Madame Levaille, taking up the bottle again, said calmly: “Here you are, my girl. What a state you are in!” The neck of the bottle rang on the rim of the glass, for the old woman was startled, and the idea that the farm had caught fire had entered her head. She could think of no other cause for her daughter’s appearance.

Susan, soaked and muddy, stared the whole length of the room towards the men at the far end. Her mother asked–

“What has happened? God guard us from misfortune!”

Susan moved her lips. No sound came. Madame Levaille stepped up to her daughter, took her by the arm, looked into her face.

“In God’s name,” she said, shakily, “what’s the matter? You have been rolling in mud. . . . Why did you come? . . . Where’s Jean?”

The men had all got up and approached slowly, staring with dull surprise. Madame Levaille jerked her daughter away from the door, swung her round upon a seat close to the wall. Then she turned fiercely to the men–

“Enough of this! Out you go–you others! I close.”

One of them observed, looking down at Susan collapsed on the seat: “She is–one may say–half dead.”

Madame Levaille flung the door open.

“Get out! March!” she cried, shaking nervously.

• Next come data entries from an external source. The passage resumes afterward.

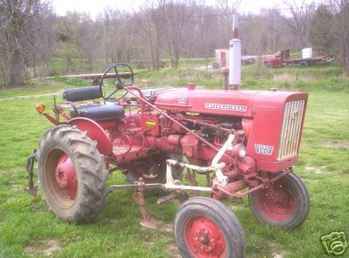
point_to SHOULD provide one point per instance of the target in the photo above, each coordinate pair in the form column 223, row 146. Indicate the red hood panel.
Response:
column 242, row 103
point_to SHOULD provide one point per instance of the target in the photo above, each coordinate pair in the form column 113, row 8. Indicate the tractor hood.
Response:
column 241, row 103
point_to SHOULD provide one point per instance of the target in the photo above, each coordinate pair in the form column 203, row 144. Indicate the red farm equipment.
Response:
column 244, row 143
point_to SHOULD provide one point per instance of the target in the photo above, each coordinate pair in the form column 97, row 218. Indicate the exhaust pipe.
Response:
column 235, row 57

They dropped out into the night, laughing stupidly. Outside, the two Lotharios broke out into loud shouts. The others tried to soothe them, all talking at once. The noise went away up the lane with the men, who staggered together in a tight knot, remonstrating with one another foolishly.

“Speak, Susan. What is it? Speak!” entreated Madame Levaille, as soon as the door was shut.

Susan pronounced some incomprehensible words, glaring at the table. The old woman clapped her hands above her head, let them drop, and stood looking at her daughter with disconsolate eyes. Her husband had been “deranged in his head” for a few years before he died, and now she began to suspect her daughter was going mad. She asked, pressingly–

“Does Jean know where you are? Where is Jean?”

“He knows . . . he is dead.”

“What!” cried the old woman. She came up near, and peering at her daughter, repeated three times: “What do you say? What do you say? What do you say?”